Ich genieße es sehr, auf diese Weise zu reisen. Die übersichtliche Anzahl an Menschen um mich herum ist so natürlich und ungezwungen – so ganz anders als in der Hauptstadt-Metropole. Plötzlich empfinde ich es nicht mehr belastend, als Reisende erkannt zu werden. Natürlich werde ich durchaus beäugt – was will denn eine Ausländerin hier fernab der klassischen Sightseeing-Spots? Und dann auch noch außerhalb der Saison! Nur ein paar japanische Touristen, die mir durchaus typisch für die kleine Stadt Aizu-Wakamatsu erscheinen, führt es gerade hierher. Man kann sie an einer Hand abzählen. Dazu komme dann ich als Sonderling, aber im positiven Sinne. Denn man nimmt mich als Individuum wahr und ich werde als solches beurteilt. Nicht als eine von vielen, die sich, wie ich immer wieder leidlich feststellen muss, in ihrem Unwissen und fehlenden Einfühlungsvermögen daneben benommen und somit das Verhalten der Ortsansässigen ‚uns‘ gegenüber verändert haben.

Dennoch ist es ungemein praktisch, dass man auf Touristen vorbereitet ist. Also auf einheimische jedenfalls. In der winzigen Touristeninfo frage ich nach dem Weg für meinen am nächsten Tag geplanten Ausflug. Keiner spricht hier Englisch. „Nur ein bisschen“, heißt es, was im Grunde bedeutet: „Entschuldung, aber nein.“ So bin ich gezwungen, Japanisch zu sprechen. Das ist großartig! Ich muss aus mir selbst rauskommen und so löst sich noch mehr in mir. Die auskunftsfreudigen Damen sind dazu noch so unglaublich nett und sympathisch. Wie fast alle Leute, denen ich hier begegnen werde. Wohl bemerkt nicht nur unter denjenigen, die auch dafür bezahlt werden, freundlich zu sein. Schwer bepackt mit lauter Karten und Zeitplänen und Broschüren verlasse ich das Büro – und bin gleichzeitig von ganz viel Last befreit. Ich habe mich losgerissen und werde durch die Umstände dazu ermutigt, noch mehr loszulassen. Nun kann es richtig los gehen!

Versorgt mit Wasser und einem kleinen Imbiss aus dem Kombini, einem 24/7 geöffneten Mini-Supermarkt am Bahnhofsvorplatz, orientiere ich mich. Dankbar für das mobile Internet muss ich nur kurz verstehen, wo ich bin und wo ich letztendlich hinmöchte. Aber ansonsten gibt es keinen Routenplan außer querfeldein durch die Straßen und Sträßchen, immer der Nase nach, stöbernd durch die mir unbekannte Stadt um Eindrücke aufzusaugen.
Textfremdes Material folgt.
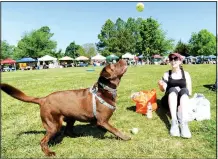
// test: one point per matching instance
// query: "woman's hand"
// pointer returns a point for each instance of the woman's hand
(161, 85)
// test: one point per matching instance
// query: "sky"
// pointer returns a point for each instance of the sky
(82, 21)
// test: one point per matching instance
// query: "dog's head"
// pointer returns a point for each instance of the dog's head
(113, 72)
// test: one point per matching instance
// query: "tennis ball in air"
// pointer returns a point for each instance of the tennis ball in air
(135, 130)
(140, 7)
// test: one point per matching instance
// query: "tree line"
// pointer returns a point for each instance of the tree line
(137, 36)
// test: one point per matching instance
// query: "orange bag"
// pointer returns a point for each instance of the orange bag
(142, 98)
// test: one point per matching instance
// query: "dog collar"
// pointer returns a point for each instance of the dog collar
(113, 91)
(94, 91)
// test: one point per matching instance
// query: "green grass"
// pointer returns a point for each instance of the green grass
(22, 127)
Selbstverständlich laufe ich die ganze Strecke, auch wenn es kein anderer tut. Ich merkwürdiges Kind.

Ab nun klebt die Kamera an meiner Hand. Zusammen mit der Intuition, die für mich interessanten Winkel zu entdecken, ist ‚meine Liebste‘ der einzige Wegweiser meiner urbanen Wanderung. Sie und ich sind eine Partnerschaft eingegangen, in der sie so viel mehr als bloß ein Werkzeug geworden ist, sondern eine wahrhaft gute Gefährtin. Obwohl ich meine vorigen Kameras schon sehr gemocht habe, die Canon EOS 6D hat meine große Leidenschaft für Fotografie erst richtig angefeuert, weil sie als Vollformat viel mehr möglich macht. Kombiniert mit Handschlaufe und leichter 50mm-Festbrennweite habe ich dazu die perfekte Travel-Kombo gefunden, mit der man leichtfüßig unterwegs sein kann, ohne dass die Kamera irgendwann zu schwer oder unhandlich wird.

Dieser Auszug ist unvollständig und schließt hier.